I am British and the British are a lazy race. This must be true because our own governments keep telling us it is. They have been saying the same thing for as long as I can recall. They never grow weary of loudly declaring it, despite the constant effort involved in berating us, thus contradicting the meaning of their message with the method of delivering it.

I think they mean that we should work harder for their benefit, so they can take the opportunity to be more lazy. Because, yes, they are just as indolent as the people they accuse of laziness, if not more so. If national characters really exist (I am not sure they do) then laziness is certainly part of ours. How can this be possible? We wandered the world invading and colonising and that requires drive and vigour, surely? Not necessarily. I suspect we did all that because it was an easier option. Less effort to take than make. But I wish we had been just a little lazier and not even bothered to take.

As the philosopher Emil Cioran pointed out, lazy people cause less trouble than busy ones. Almost all the artificial crises of history are the result of active, busy go-getters, whether they be warlords, emperors or irresponsible inventors. Another thinker, Paul Lafargue, published a book in 1883 called The Right to be Lazy which sets out comprehensive arguments as to how decreasing one’s own workload is the best way forward for the entire human race. This book ought to be read by everyone. It opens with an exquisite quote from Lessing, “Let us be lazy in everything except in being lazy.”
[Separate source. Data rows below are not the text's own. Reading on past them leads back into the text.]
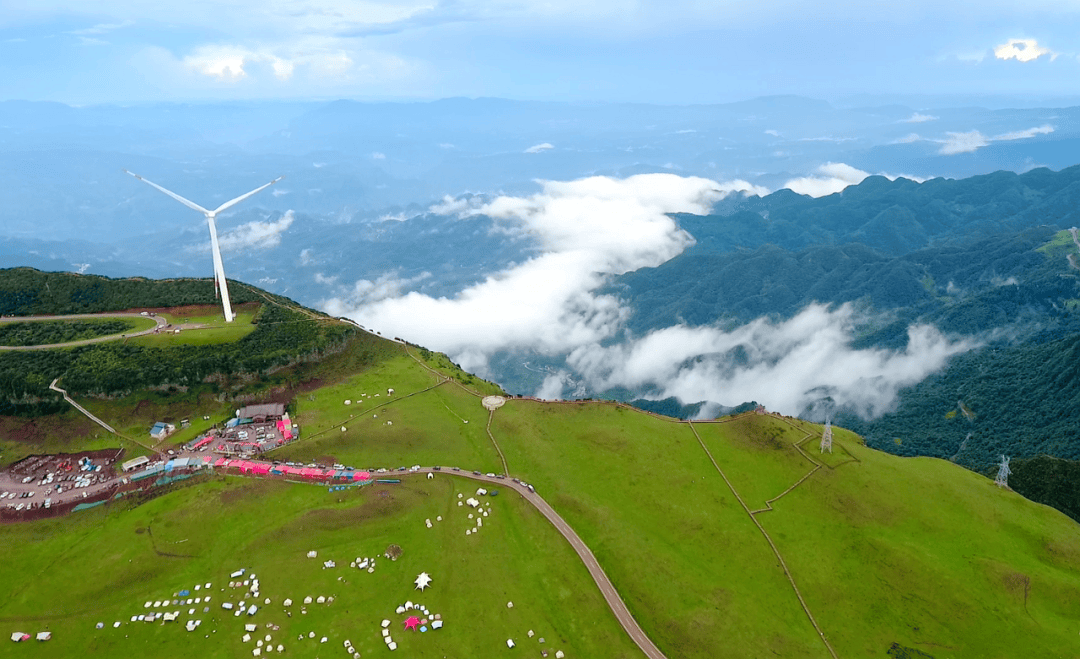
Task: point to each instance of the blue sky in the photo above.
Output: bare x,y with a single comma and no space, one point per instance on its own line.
677,51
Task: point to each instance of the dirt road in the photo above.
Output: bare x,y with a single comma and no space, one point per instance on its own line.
99,339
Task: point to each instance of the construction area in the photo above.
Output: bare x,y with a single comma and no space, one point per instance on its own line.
254,430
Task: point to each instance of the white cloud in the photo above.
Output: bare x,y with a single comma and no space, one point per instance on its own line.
586,229
255,234
909,138
791,365
366,292
962,143
966,143
832,177
1022,50
1027,133
102,28
552,387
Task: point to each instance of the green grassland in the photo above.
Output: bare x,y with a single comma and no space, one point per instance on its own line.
430,421
216,331
43,333
883,549
877,548
102,565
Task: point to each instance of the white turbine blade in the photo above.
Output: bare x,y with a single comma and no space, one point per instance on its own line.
219,269
233,202
189,204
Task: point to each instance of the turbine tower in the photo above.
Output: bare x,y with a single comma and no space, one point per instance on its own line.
1003,471
826,436
218,270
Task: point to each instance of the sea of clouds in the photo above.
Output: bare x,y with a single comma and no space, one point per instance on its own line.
589,230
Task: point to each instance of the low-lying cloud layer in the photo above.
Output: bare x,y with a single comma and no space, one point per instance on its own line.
968,142
255,234
802,362
590,229
585,229
1022,50
831,178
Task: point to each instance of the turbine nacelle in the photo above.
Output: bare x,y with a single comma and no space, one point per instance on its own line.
211,215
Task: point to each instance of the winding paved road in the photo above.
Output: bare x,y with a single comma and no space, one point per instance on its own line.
607,589
98,339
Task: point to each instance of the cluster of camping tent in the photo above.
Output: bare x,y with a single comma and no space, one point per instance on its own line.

Laforgue suggests that the stated desire of socialist governments for ‘full employment’ is a mistake. More working hours means more servitude, misery and frustration. It might mean more pay too, but what is the use of pay when it is paid for in time? That is self-defeating. And the stated desire of conservative governments for ‘greater competition’ is also a mistake. Effective competition requires more work, and so we are back where we started, in a world where the only thing that radically different political systems agree on is that the innocent people they rule over should be toilers.

It is leisure time that is the fruit of progress, free space in which one can be creative, joyful or just peaceful. Automation is key to making the utopia happen, and when I was young we were promised a future of leisure in which computers would do all the hard thinking and robots all the heavy labour, and we could be released into freedom, visiting friends, taking siestas, writing poetry, composing music, or floating on our backs in the clouds thanks to silent anti-gravity motors and communing with birds and rainbows.

The promise was broken. Automation gave us more free time, but that free time was flooded with more work, at the urgings of the high lords of capitalism. And now the computers and robots write poems, compose music and create art, while we drudge and toil in ever worse conditions, with ever greater pressure on the hulls of our souls, as if we are organic submersibles sinking irreversibly into the deepest depths of the oceans of degradation. One day we must be crushed, a flattened populace, compressed to shadows on the seabed of our aspirations and dreams. The high lords will have triumphed.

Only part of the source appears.